Interview with  Sylvia Stevens

Interview with Sylvia Stevens

Sylvia Stevens is sick and tired of formulaic movies and TV shows. And don’t even get her started on algorithms. What does she want from broadcasters and filmmakers? Courage! This Texas-born producer and director – who’s been based in London for the last 40-plus years – wants more broadcasters to experiment, to open their minds to independent directors and to projects from around the world.

Sylvia rhapsodized about the 1980s when Britain’s Channel 4 introduced The Eleventh Hour – a showcase for independent and experimental films in a variety of lengths and genres.  

 

              “Filmmakers from Latin America, from around the world, could tell their stories –with subtitles,” she said. “You never knew what you would get.”

 

Sylvia said Faction Films, which she cofounded, co-produced War Takes, a film about the war in Colombia. It appeared on The Eleventh Hour, along with her film Columbus O! for the anniversary of the United States’ bicentennial.

 

“We imagined Christopher Columbus coming to Columbus, Ohio on a Greyhound Bus,” she said. “Who would he meet?

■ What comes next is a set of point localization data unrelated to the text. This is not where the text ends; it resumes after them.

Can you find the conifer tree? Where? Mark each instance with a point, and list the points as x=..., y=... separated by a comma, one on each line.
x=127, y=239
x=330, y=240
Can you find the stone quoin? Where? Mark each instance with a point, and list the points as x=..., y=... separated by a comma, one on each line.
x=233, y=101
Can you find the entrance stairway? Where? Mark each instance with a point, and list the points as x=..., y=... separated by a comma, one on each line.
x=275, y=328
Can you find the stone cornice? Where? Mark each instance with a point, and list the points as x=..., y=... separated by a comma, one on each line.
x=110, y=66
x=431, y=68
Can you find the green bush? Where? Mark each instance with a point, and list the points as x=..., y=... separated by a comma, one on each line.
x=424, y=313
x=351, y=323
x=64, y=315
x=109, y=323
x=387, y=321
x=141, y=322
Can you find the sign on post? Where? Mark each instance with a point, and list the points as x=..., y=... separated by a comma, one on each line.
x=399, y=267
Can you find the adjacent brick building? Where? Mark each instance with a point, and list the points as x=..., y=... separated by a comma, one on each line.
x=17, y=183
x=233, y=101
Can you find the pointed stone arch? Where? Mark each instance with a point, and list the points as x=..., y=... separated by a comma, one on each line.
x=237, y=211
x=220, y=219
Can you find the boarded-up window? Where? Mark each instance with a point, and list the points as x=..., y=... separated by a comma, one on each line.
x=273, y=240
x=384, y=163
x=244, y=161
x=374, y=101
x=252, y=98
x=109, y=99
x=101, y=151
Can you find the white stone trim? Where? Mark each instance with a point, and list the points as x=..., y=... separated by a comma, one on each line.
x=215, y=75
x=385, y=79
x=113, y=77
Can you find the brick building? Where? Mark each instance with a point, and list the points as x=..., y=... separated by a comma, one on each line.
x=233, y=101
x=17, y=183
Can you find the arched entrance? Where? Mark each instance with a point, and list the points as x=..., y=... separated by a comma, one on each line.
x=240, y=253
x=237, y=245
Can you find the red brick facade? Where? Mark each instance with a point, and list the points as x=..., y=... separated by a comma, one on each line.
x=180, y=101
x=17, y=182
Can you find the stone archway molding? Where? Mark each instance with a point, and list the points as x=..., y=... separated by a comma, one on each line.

We met Dave from Wendy’s (the founder of a famous US fast-food chain). We covered race relations, Native American burial mounds outside of Columbus, gardeners…a whole cross section of classes. You could do that on Channel 4. It’s impossible to do that now.

 

“I wish Netflix or someone would be brave enough to do things like that. They’re so formulaic.  They work on algorithms.”

 

Sylvia will be teaching a workshop in December at the CME Content Academy, along with her colleague Ben Gibson. CME develops talented newcomers into the scriptwriters, showrunners and TV producers of tomorrow. CME, together with TV Nova and TV Markíza, created the CME Content Academy. The provider of theoretical education is the Television Institute, and the practical part subsequently takes place at TV Nova or TV Markíza, in order to not only train students in the television industry but also to provide them with the opportunity to work long-term for both broadcasters.

 

Sylvia plans to get to know the CME CA students; particularly why they are interested in film. From there, she’ll go through exercises related to their individual projects and help them come up with ideas for their own film. Most importantly, she wants to teach them to think.

 

“Ideas are cheap,” Sylvia said. “Anyone can have an idea.  But HOW to think when you come up with an idea – thinking about the whole process. Who’s going to watch? What’s it going to cost? Who’s paying for it? How will it travel?”

 

 

Ben’s role will be to ask those hard questions as the mock commissioning editor.

 

Sylvia taught a similar workshop last summer at Oxford University that was so popular, she was immediately invited back to teach it next year.

 

“It’s fun and the students will get inspired,” she said.

 

Sylvia brings 40 years of experience to CME. She co-founded Faction Films, which she refers to as a “loose collective where we didn’t have a business plan, just stories we wanted to tell.” 

 

Sylvia has shot films for the BBC, Channel 4, ITV, Netflix, PBS, RTE and many more. She’s traveled the world to make her films, which have won awards in New York, Havana and Ireland among others.

 

Since 2005, Sylvia has also been the Documentary Expert for European Audiovisual Entrepreneurs (EAVE), which offers professional training, project development and networking for audiovisual producers. 

 

Sylvia has taught workshops in Colombia, South Africa, Egypt, Turkey and a host of others. And now, CME in Brno.

 

“This is an interaction,” she said. “We’re (she and Ben) like participants, too. It’s all about getting that energy –to get to the tools to make it part of the students’ DNA.”